He signalled to the “Gairloch,” which was still standing by, that he was able to carry on, and with a farewell hoot of her siren she rolled off again on her homeward road. Soon her smoke was lost to view in the gathering dusk. The derelict was on her own now, for good or ill.
Kavanagh set his crew to work at once heaving the deck-load over the side, and himself went below, accompanied by one of his few “sail” men, a young seaman named Rawlings, to investigate matters below.
The sense of desolation which always pervades any place inhabited by man when man’s presence is removed was strong upon him as soon as he began to descend the companion which led to the saloon. That he had looked for, however, and silence he had also looked for: so that it was with an unpleasant sensation of shock that he became suddenly aware of a strange voice speaking in rapid and monotonous tones, and in some language, too, which he could not at all make out.

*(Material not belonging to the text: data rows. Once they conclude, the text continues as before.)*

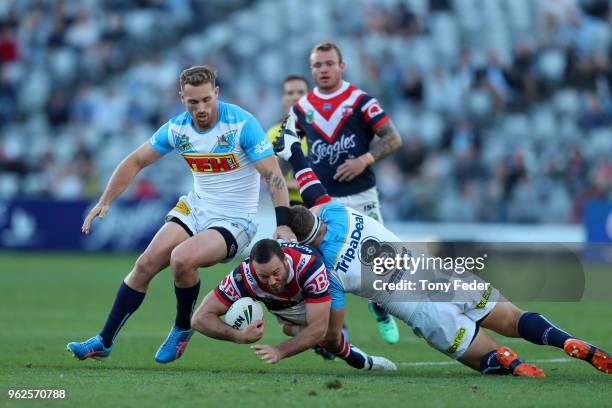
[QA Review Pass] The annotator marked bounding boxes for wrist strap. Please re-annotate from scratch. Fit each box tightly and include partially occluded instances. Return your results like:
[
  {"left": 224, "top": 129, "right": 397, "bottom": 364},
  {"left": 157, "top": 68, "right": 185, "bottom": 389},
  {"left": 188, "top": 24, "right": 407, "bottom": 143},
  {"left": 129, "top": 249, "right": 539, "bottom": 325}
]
[{"left": 275, "top": 206, "right": 290, "bottom": 226}]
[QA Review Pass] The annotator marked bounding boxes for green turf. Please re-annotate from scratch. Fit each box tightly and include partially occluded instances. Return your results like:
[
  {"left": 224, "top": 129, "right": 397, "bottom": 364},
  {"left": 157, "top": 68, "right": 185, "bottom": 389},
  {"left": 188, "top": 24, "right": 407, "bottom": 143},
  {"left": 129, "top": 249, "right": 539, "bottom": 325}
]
[{"left": 1, "top": 252, "right": 610, "bottom": 407}]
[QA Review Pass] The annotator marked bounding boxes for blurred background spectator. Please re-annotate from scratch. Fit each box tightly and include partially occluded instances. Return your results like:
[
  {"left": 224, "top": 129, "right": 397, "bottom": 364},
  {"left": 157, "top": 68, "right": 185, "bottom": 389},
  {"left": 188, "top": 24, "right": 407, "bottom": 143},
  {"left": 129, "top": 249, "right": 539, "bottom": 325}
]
[{"left": 1, "top": 0, "right": 612, "bottom": 224}]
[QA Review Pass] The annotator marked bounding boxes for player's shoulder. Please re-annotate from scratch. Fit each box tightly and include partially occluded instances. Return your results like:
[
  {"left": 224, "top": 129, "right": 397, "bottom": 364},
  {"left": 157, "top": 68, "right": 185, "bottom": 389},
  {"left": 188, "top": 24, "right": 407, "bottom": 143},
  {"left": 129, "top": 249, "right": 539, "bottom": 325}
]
[
  {"left": 320, "top": 201, "right": 347, "bottom": 216},
  {"left": 219, "top": 100, "right": 258, "bottom": 124},
  {"left": 168, "top": 111, "right": 191, "bottom": 127}
]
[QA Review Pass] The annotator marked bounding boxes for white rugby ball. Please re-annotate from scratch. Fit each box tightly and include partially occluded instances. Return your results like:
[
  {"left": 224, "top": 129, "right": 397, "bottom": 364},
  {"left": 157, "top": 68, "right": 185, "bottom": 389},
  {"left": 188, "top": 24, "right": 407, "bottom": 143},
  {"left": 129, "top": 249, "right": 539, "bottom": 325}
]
[{"left": 224, "top": 297, "right": 264, "bottom": 331}]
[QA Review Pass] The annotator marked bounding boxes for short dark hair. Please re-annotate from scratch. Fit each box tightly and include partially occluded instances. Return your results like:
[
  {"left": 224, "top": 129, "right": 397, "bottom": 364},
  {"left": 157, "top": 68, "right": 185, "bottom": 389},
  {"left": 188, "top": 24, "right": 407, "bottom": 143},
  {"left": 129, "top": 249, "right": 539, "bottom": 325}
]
[
  {"left": 288, "top": 206, "right": 315, "bottom": 242},
  {"left": 180, "top": 65, "right": 217, "bottom": 90},
  {"left": 282, "top": 74, "right": 309, "bottom": 89},
  {"left": 250, "top": 239, "right": 285, "bottom": 264},
  {"left": 310, "top": 42, "right": 343, "bottom": 63}
]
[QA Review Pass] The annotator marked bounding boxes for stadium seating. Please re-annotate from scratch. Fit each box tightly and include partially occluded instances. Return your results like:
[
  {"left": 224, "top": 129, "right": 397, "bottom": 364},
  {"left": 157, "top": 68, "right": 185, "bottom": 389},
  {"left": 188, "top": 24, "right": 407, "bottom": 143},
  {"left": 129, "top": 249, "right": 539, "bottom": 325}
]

There was someone on board all the time, then! And yet—it was a peculiar sort of voice—a voice with a strange, a hardly human ring in it—unnatural, uncanny. Kavanagh stopped short half-way down the companion. His scalp crept; indeed, he felt convinced that his cap must be standing at least a quarter of an inch off his head. He restrained, not without difficulty, a primitive impulse to bolt up on deck again—an impulse which the consciousness of Rawlings’ round eyes and open mouth just behind him helped him to check.

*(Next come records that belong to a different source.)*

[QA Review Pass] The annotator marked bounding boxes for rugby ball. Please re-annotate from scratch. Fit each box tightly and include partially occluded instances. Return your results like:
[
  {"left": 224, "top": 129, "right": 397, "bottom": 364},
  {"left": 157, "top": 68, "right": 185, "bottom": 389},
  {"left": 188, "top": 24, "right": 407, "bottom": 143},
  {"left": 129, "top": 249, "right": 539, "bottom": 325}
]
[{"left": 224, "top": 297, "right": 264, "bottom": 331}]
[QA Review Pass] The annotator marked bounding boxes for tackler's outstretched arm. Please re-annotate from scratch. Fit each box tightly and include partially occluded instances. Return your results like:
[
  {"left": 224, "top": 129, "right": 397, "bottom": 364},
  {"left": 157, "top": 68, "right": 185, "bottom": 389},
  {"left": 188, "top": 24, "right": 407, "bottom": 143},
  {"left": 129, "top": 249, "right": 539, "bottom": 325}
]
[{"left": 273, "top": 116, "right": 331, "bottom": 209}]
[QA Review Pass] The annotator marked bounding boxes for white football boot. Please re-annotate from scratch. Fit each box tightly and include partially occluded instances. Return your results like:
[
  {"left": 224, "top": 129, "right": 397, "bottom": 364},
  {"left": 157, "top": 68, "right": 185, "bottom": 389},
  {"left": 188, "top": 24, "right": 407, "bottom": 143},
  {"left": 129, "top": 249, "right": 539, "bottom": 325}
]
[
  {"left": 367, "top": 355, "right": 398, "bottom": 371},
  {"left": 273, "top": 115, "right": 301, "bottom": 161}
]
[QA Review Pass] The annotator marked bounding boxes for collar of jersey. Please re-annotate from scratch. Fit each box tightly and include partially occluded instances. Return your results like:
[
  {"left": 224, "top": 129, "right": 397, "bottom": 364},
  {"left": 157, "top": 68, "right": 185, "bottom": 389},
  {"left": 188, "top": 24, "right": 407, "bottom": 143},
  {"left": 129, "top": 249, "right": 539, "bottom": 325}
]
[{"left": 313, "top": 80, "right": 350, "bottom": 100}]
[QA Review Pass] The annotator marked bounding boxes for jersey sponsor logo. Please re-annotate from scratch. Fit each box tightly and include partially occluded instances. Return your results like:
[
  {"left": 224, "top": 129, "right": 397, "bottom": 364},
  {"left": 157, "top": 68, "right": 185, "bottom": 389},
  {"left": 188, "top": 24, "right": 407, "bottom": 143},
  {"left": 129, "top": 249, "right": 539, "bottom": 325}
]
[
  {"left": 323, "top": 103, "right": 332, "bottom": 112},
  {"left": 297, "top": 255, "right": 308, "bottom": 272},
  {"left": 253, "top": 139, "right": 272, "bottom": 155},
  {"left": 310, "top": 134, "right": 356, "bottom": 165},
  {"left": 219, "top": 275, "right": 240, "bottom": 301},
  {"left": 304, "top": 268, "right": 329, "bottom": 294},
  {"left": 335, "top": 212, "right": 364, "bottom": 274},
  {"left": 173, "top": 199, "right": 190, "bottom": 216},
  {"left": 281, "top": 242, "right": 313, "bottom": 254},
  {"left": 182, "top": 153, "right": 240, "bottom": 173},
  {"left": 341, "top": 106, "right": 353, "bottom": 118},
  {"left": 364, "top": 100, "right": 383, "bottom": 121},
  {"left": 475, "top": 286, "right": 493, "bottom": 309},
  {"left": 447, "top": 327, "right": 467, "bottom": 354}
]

The voice ceased as suddenly as it had begun, and the silence which followed it was worse than the sound.
“Wot the ’ell is it?” came the hoarse voice of Rawlings.

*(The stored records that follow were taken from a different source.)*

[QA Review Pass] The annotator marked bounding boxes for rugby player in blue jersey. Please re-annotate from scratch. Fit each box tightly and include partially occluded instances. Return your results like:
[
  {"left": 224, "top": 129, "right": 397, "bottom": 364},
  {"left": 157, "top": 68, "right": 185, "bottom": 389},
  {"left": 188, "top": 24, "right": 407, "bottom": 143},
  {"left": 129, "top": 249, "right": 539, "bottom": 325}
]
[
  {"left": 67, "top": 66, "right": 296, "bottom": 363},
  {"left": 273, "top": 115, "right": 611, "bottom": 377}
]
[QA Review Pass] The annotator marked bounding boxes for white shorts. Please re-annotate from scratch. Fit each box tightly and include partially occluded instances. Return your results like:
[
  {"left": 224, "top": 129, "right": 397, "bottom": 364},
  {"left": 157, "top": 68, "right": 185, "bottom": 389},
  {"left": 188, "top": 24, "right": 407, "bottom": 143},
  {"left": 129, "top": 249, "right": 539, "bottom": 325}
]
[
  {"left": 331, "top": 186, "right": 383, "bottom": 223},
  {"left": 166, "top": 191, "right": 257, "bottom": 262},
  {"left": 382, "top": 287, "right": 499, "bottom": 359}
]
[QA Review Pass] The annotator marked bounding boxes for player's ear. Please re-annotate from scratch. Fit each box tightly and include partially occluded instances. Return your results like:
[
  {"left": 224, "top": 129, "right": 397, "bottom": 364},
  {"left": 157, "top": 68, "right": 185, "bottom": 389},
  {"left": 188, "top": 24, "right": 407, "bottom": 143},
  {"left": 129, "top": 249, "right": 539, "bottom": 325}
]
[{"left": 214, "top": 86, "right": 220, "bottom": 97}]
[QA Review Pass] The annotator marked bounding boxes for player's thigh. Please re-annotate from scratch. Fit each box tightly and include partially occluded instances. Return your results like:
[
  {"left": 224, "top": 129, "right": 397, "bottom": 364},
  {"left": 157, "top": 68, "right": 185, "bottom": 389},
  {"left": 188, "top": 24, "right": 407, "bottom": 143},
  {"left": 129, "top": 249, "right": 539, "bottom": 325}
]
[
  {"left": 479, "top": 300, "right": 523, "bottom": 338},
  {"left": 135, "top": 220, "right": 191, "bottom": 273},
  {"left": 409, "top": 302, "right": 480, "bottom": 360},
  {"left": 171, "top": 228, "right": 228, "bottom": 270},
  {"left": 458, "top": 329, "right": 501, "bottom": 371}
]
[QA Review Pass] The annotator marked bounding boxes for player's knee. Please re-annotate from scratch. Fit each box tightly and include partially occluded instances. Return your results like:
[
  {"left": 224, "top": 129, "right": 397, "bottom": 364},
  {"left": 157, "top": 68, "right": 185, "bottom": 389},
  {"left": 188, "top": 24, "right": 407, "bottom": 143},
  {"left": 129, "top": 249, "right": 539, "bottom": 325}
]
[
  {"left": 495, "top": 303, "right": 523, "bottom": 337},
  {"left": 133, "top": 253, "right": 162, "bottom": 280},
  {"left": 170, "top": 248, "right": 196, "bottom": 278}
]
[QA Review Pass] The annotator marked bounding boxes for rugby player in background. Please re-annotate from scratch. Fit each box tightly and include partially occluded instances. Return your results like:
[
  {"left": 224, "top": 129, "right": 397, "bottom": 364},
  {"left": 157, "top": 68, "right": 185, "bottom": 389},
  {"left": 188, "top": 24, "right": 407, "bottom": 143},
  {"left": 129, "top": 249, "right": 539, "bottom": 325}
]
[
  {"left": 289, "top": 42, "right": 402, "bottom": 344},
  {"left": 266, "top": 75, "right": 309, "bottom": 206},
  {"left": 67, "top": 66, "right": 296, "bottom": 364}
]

“Sounds like someone crazy,” pronounced Kavanagh; “sick, perhaps, and they couldn’t get him away——”
He pulled himself together with an effort, and they completed the descent into the saloon.
They stood together, Rawlings and he, in the little saloon, panelled with bird’s-eye maple in the style once considered the last word in elegant ship decoration, with its shabby padded settees, its mahogany table marked with the rings of many glasses, its spotted and tarnished mirrors, and its teak medicine chest in the corner.
It was a sorrowful, haunted little place. A smell of stale cigar-smoke hung about it. The air was chilly, yet stuffy. The uncanny silence of the deserted ship was all around—a silence only intensified by the monotonous booming and crashing of the seas, and the occasionally spasmodic thrashing of a loose block on the deck overhead.